Allocution de M. Martin Schulz, Président du Parlement européen - Ouverture de la journée sur "les acteurs régionaux comme vecteurs de paix"
Monsieur le Président AHTISAARI
Monsieur le Secrétaire Général du SEAE et représentant de Mme ASHTON, Pierre VIMONT,
Mesdames et Messieurs, chers collègues députés,
C'est avec beaucoup de plaisir que je vous accueille, aujourd'hui, pour cette journée consacrée aux "acteurs régionaux comme vecteurs de paix" organisée conjointement par le Crisis Management Initiative (CMI) et le Parlement européen.
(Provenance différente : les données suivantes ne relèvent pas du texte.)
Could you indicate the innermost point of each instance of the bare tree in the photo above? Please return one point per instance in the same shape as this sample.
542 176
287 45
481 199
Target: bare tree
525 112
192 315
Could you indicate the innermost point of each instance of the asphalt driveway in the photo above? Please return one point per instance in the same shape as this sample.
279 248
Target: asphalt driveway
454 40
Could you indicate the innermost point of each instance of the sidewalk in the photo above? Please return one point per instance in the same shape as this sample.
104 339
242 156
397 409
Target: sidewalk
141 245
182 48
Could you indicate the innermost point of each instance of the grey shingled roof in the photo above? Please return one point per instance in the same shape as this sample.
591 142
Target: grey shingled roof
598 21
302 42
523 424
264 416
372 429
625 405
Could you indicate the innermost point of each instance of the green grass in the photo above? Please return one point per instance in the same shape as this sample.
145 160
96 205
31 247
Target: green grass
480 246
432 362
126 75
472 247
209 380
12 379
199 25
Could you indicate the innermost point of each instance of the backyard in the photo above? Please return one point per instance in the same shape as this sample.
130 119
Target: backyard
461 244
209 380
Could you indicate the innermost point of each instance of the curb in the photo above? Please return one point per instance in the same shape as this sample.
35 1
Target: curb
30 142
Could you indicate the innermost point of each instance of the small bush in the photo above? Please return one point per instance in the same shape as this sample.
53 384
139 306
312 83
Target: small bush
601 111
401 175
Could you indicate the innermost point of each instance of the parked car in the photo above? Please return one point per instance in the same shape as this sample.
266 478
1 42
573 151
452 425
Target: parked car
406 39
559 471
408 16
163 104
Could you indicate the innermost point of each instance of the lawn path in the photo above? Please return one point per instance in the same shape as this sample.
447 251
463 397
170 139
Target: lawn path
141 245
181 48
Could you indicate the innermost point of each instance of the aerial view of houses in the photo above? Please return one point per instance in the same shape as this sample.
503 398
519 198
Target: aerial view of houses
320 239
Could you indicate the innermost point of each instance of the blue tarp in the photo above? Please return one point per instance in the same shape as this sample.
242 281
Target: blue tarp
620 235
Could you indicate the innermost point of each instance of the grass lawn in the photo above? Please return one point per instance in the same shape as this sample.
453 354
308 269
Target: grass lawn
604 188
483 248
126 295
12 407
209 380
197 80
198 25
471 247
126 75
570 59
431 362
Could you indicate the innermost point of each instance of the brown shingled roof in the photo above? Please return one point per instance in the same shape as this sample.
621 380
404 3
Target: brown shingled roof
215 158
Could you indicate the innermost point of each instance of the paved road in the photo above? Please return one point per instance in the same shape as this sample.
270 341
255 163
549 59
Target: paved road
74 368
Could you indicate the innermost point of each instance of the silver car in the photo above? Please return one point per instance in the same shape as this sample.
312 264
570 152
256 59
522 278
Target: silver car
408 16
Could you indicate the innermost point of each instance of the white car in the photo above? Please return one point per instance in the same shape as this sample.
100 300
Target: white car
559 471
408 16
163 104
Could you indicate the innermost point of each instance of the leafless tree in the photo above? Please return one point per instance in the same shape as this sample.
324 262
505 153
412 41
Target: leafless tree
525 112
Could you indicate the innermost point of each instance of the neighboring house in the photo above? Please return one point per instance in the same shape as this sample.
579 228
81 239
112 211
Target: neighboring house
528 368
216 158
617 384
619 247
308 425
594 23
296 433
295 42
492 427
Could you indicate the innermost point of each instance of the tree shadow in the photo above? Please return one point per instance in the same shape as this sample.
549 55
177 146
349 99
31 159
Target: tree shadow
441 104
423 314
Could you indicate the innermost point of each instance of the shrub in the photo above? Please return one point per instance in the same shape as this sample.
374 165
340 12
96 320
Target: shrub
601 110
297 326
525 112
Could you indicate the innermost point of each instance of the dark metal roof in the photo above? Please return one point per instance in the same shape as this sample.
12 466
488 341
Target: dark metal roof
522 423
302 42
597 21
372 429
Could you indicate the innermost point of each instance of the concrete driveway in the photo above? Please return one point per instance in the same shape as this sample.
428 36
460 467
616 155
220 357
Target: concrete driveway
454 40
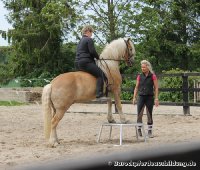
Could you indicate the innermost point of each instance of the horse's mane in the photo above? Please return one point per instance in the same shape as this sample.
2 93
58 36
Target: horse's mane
112 53
114 49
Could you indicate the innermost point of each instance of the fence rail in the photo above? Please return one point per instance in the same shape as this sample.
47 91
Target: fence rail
185 89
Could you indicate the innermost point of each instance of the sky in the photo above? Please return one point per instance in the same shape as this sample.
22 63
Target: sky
4 25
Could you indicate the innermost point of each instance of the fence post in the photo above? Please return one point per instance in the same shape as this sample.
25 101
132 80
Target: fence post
186 107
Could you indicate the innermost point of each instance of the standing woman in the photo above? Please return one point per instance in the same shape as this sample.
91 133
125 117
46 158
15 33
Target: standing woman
85 58
147 85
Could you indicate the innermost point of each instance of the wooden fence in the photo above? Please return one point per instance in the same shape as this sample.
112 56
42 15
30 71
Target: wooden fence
185 89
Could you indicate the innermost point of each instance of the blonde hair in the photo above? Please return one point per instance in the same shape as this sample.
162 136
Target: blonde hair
148 64
87 28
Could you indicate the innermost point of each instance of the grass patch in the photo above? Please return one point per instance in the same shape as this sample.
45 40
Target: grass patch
11 103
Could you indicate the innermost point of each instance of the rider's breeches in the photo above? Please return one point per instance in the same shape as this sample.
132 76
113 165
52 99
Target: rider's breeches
147 101
92 68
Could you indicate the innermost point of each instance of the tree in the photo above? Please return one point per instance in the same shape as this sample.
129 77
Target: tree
170 30
37 35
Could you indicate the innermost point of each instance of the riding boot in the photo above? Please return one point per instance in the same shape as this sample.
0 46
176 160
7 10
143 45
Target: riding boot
99 89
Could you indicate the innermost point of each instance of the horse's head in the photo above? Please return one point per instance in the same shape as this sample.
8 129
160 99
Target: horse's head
130 52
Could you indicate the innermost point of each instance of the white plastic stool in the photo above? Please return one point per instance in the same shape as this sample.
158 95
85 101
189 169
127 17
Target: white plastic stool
136 125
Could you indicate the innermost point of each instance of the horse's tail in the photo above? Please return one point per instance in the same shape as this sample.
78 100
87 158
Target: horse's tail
47 109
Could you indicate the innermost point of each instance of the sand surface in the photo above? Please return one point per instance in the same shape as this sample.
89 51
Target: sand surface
22 140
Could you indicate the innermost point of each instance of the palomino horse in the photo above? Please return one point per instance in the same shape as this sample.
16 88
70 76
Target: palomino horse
72 87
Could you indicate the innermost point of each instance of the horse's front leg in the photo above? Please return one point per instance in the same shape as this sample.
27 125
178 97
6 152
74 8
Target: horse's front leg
53 140
110 116
119 106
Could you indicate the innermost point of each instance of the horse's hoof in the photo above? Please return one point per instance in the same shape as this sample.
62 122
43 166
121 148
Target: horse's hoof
53 144
111 121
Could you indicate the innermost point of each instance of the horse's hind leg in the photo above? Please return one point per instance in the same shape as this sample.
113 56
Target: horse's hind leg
110 116
58 115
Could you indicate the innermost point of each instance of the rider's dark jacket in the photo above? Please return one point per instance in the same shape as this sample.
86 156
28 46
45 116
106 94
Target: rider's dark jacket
86 50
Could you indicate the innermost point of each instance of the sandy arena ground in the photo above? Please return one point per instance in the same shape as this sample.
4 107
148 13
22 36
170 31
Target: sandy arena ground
22 140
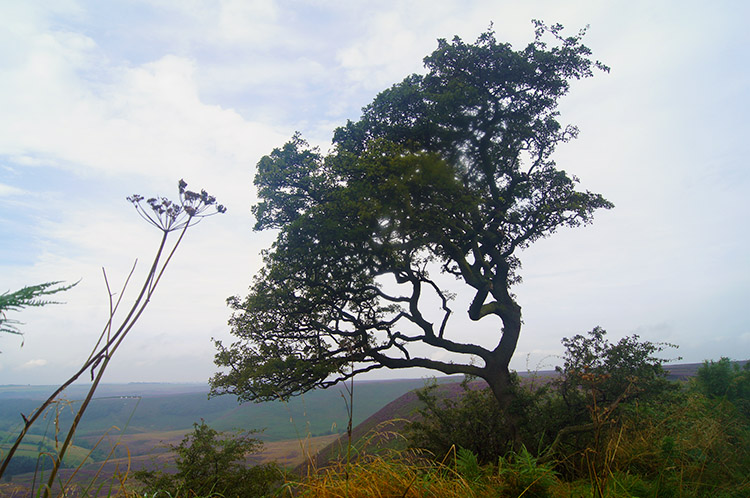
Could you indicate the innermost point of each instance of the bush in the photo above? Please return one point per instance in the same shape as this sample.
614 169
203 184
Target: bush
212 463
474 421
725 379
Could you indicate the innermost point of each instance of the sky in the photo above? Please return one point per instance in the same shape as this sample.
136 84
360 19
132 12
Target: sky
101 100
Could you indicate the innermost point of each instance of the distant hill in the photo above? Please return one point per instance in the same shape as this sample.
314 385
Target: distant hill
394 415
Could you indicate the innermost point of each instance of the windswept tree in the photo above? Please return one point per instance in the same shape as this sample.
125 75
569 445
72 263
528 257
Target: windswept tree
450 172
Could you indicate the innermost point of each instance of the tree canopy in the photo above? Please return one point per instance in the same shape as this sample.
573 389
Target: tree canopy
446 173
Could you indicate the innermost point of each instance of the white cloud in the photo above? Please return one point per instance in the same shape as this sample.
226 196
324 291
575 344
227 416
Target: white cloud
7 191
34 363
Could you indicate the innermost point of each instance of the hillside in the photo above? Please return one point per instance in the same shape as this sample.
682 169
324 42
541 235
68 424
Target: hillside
394 415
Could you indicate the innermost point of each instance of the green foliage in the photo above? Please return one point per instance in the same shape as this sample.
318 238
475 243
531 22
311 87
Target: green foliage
212 463
521 474
598 378
725 379
474 421
449 172
29 296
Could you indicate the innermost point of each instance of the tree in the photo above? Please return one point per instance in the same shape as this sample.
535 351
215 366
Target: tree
448 173
212 463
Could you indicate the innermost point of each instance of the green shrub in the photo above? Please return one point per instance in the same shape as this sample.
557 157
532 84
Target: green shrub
725 379
210 463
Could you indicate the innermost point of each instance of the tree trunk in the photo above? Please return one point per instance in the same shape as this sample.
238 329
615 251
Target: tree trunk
500 384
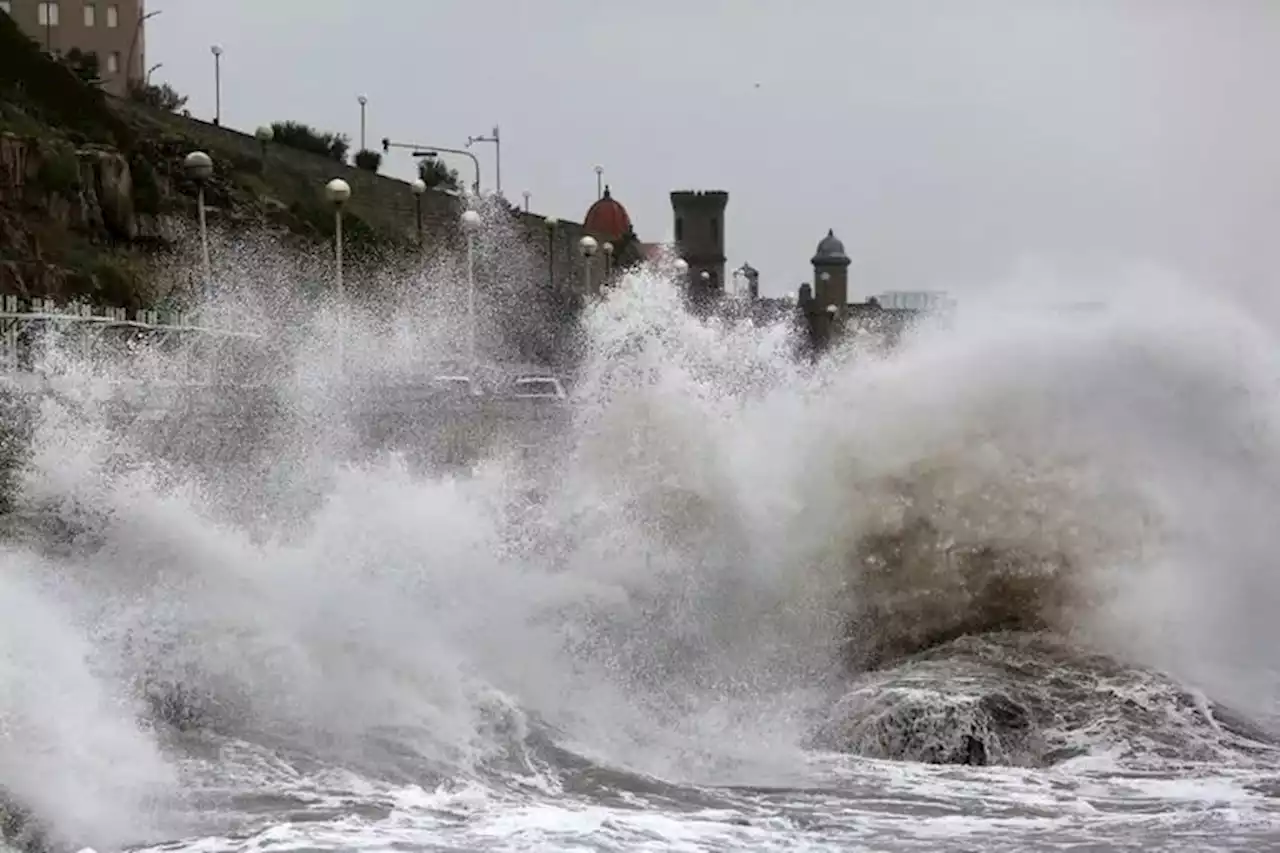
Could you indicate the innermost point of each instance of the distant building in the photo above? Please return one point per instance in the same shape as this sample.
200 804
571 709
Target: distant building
110 30
828 314
699 229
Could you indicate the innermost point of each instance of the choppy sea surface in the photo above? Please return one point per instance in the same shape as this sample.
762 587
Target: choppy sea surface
1006 585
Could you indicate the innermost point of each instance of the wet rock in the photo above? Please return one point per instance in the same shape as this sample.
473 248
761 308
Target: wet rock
931 725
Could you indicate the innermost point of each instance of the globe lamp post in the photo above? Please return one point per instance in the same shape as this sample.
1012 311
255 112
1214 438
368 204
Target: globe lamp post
200 168
338 192
471 223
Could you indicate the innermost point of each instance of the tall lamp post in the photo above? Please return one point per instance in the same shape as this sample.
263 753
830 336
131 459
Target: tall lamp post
364 104
338 192
264 135
432 150
552 223
497 155
200 168
471 224
588 247
419 187
218 83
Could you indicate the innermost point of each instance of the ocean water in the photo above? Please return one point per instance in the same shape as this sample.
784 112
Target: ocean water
1010 585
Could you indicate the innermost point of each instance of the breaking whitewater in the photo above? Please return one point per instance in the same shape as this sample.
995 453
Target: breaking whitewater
1009 587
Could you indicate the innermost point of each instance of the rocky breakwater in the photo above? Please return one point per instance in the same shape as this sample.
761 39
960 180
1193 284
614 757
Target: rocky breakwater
72 220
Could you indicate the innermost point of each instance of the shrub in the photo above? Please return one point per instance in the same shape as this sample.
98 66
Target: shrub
85 65
161 97
119 282
437 176
59 170
297 135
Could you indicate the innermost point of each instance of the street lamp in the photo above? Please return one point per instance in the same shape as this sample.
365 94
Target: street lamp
497 155
338 192
419 187
216 50
364 103
200 168
588 247
552 223
433 150
471 223
264 135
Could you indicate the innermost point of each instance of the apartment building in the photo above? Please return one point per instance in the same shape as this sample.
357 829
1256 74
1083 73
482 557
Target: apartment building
113 30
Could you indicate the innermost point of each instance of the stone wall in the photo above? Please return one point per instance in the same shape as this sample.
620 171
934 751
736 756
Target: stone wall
384 203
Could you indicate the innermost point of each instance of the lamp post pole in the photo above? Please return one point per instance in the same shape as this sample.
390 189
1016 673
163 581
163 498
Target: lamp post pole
471 224
218 83
338 192
552 222
497 154
264 135
364 104
419 187
588 247
200 167
424 150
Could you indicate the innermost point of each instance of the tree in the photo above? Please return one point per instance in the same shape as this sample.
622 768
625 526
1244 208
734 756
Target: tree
296 135
161 97
85 64
437 176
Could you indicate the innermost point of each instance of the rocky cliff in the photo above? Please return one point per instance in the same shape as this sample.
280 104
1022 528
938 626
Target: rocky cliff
92 195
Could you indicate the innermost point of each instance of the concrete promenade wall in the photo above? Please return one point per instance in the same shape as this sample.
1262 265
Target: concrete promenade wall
384 203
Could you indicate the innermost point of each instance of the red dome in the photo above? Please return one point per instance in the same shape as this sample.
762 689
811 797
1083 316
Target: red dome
607 218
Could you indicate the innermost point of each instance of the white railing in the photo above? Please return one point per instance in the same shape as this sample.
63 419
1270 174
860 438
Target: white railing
88 331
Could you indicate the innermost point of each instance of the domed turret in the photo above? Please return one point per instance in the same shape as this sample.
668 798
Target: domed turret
831 273
831 251
607 218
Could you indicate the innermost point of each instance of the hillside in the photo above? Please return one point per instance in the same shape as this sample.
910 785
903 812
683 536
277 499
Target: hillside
92 194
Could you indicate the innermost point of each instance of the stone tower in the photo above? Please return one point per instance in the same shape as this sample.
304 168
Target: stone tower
831 273
700 236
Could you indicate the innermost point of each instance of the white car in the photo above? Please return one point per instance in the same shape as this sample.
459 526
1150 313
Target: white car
538 388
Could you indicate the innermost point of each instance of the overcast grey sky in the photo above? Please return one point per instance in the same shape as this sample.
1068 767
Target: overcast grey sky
942 140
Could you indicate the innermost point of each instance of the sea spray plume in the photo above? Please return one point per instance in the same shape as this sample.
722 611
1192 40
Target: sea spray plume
676 596
69 744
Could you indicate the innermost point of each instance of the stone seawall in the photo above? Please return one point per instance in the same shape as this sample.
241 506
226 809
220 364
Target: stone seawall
384 203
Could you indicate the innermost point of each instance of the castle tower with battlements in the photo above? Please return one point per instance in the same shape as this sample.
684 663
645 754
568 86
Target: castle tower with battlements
699 229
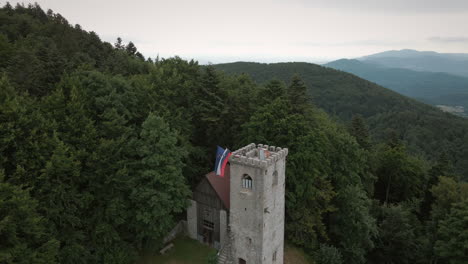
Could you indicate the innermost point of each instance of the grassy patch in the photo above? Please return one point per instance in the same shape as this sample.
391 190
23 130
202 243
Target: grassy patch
189 251
185 251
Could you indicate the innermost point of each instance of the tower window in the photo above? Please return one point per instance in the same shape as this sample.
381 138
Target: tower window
246 182
275 178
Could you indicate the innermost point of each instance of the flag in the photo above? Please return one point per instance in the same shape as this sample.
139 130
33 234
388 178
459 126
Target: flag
222 157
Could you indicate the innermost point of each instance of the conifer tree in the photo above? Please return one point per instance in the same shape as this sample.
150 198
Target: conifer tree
25 238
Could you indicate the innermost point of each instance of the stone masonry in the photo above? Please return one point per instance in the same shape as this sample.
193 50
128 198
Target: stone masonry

Nous aurons l'honneur d'entendre aujourd'hui, au sein du Parlement européen, des personnalités de haut niveau venues de tous les continents et issues d'horizons professionnels divers. Qu'ils soient diplomates, représentants de la société civile, journalistes ou universitaires, ils ont tous en commun de s'être engagés au service de la médiation de conflits et de la construction de la paix. Cet expérience unique, ils la partageront avec nous et nous aideront à réfléchir au rôle qui pourrait être celui de l'Union européenne dans ce domaine.
Je tiens, en premier lieu, à leur souhaiter à tous la bienvenue dans cette "maison" et à les remercier chaleureusement pour leur précieuse collaboration. Permettez-moi également, en ouverture de cette journée, de partager avec vous quelques réflexions personnelles sur cette question :
1. Si l'Union européenne peut légitimement s'interroger sur son éventuel rôle en tant que médiateur, c'est d'abord parce qu'elle-même a su construire, difficilement mais inexorablement, la paix à l'intérieur de ses frontières.
Nous le répétons tous les jours : nous traversons une crise économique et sociale sans précédent, l'Europe vacille et le doute semble s'être emparé de nos concitoyens.
Nous avons tendance à l'oublier, mais notre plus grande réussite, à nous, Européens, demeure d'avoir consolidé un espace de paix où la négociation et le dialogue ont remplacé la guerre. C'est là notre plus grande victoire.
Après avoir été un champ de batailles de manière quasi ininterrompue pendant des siècles, après avoir été au cœur de la déflagration des deux guerres mondiales qui ont endeuillé le XXème siècle, l'Europe a su trouver, grâce à quelques hommes remarquables et volontaires, le chemin de la réconciliation.
La route vers la paix a été longue : à l'aube du XXIème siècle, à quelques centaines de kilomètres seulement d'ici, nous avons de nouveau dramatiquement failli à notre devoir de paix, en laissant une nouvelle fois une barbarie sans nom éclater sur les ruines de l'ex-Yougoslavie, entre 1991 et 1999. Cette guerre a fauché 200 000 victimes et jeté plus de deux millions de déplacés sur les routes.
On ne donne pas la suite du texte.